Once again, here I am talking about an exhibition that’s about to close in a few days so if I pique your interest, you’re going to have to hurry up to catch it. It’s called ‘Moving Tongues:Language and Migration in 1890s Melbourne’ and it’s on at the City Library branch in Flinders Lane, close to Ross House, until 30 October.
The first image that you encounter is that shown in the poster above: the rectilinear street-grid imposed onto British settler colonies with little regard to topography or earlier use, conveying the impression of a single, replicable British culture. However, this display argues that a multiplicity of languages and cultures existed within that grid, and it draws from the proceedings of Melbourne courtrooms in the 1890s to illustrate the point.

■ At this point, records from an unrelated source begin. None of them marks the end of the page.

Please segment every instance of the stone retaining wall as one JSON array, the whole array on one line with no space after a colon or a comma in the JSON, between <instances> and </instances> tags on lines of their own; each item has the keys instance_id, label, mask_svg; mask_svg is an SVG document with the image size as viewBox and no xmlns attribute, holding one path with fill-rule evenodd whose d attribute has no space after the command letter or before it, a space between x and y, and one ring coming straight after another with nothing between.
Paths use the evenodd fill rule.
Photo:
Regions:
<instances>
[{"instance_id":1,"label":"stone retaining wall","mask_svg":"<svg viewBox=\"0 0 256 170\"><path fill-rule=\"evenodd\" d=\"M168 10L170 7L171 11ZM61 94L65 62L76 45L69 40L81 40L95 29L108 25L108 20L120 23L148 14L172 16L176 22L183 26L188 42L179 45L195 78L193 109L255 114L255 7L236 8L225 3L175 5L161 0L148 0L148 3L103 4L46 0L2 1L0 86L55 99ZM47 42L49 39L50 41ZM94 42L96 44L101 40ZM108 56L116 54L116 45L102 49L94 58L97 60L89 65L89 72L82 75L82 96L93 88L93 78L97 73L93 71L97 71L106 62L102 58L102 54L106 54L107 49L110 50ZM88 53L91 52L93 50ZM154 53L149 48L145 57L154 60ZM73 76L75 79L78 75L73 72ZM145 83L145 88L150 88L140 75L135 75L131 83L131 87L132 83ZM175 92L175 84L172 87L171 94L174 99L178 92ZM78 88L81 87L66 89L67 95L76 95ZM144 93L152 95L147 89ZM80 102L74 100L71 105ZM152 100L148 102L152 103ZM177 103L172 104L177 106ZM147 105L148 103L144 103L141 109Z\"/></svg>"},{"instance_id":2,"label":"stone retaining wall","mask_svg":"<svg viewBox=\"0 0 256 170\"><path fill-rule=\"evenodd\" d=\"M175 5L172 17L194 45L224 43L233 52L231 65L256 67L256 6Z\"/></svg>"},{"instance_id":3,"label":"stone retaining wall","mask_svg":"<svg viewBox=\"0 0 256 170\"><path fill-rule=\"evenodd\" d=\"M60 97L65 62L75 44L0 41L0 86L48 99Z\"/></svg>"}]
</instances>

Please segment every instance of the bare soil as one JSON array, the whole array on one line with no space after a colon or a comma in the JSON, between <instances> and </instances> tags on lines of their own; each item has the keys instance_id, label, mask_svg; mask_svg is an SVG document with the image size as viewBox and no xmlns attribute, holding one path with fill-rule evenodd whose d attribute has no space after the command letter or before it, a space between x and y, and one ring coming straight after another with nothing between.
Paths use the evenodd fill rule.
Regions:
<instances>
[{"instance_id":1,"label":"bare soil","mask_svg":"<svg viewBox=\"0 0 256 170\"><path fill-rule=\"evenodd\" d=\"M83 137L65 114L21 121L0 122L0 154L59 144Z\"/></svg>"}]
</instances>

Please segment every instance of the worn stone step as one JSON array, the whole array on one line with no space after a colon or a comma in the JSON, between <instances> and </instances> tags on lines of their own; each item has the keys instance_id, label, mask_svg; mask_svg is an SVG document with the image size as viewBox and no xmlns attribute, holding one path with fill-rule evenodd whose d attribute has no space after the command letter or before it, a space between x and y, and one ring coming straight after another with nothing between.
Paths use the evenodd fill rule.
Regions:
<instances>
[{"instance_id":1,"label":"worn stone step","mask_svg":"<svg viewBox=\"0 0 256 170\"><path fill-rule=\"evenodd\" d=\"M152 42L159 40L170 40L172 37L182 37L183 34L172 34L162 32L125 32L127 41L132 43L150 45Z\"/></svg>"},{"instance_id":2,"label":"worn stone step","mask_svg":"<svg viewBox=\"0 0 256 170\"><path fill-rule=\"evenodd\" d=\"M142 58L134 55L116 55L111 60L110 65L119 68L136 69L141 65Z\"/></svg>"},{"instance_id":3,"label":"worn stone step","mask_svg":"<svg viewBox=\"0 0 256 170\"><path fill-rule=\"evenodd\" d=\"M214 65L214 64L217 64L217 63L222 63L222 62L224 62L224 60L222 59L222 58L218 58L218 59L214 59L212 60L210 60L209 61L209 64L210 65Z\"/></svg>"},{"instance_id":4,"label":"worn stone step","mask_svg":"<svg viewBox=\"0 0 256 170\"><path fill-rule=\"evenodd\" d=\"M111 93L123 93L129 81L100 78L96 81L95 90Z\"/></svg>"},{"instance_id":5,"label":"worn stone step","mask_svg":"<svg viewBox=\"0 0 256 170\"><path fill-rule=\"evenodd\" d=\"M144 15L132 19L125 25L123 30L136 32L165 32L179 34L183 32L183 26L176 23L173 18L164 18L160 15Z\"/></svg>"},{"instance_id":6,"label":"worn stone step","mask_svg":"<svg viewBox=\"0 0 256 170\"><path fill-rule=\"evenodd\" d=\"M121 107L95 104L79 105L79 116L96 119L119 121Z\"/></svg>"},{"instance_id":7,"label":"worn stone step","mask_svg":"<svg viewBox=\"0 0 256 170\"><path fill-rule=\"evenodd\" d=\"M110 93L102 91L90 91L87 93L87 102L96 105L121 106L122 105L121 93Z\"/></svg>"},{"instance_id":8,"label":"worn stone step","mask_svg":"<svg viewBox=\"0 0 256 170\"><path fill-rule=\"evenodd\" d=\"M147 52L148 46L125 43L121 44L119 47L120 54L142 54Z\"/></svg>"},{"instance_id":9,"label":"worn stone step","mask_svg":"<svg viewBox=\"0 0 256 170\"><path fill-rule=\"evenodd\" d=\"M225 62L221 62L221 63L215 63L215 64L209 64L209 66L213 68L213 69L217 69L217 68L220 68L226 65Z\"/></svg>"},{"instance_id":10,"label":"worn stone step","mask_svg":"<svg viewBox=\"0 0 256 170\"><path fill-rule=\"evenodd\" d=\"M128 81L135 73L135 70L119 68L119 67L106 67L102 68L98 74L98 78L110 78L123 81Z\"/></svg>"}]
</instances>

And so we meet Charles Hodge, the long-standing interpreter in Chinese cases and the ‘Chinese oath’ that was accepted by Victorian courts for many years which involved the lighting of a flame and the recitation of a pledge to tell the truth. We read of the ultimately tragic case of young Norwegian servant Louisa Fritz who accused her employer Theodore Ulstein of rape. We read of the presence of Syrians and “British Hindoos” and see their sleeping arrangements in the terraced shops of Little Lonsdale and Exhibition Streets, and the alliances formed with indigenous people, especially at the Cummeragunga mission. We see the November 1898 Parliamentary hearing called by the Victorian government, in order to hear opinions of the Immigration Restriction Act that was one of the first legislative acts of the newly federated Parliament of Australia.
The print-based display is supplemented by a small number of artefacts and replicas of courtroom documents, poetry based on the Melbourne Poetry Map and artwork. One large art piece by John Young is based on selections from the diary of Jong Ah Sing, who was incarcerated in lunatic asylums for 33 years. He wrote his diary in an attempt to prove his sanity.
It’s a small, modestly presented display that conveys a broader linguistic and aural view of Melbourne than that presented in the Sentimental Bloke and other depictions of the underside of Marvellous Melbourne. But hurry up- it closes on 30 October. The City Library is open Mon-Thurs 8.00am – 7.45, Friday 8.00 to 5.45, Saturday 10.00 to 4.45 and Sunday 12 noon to 4.45.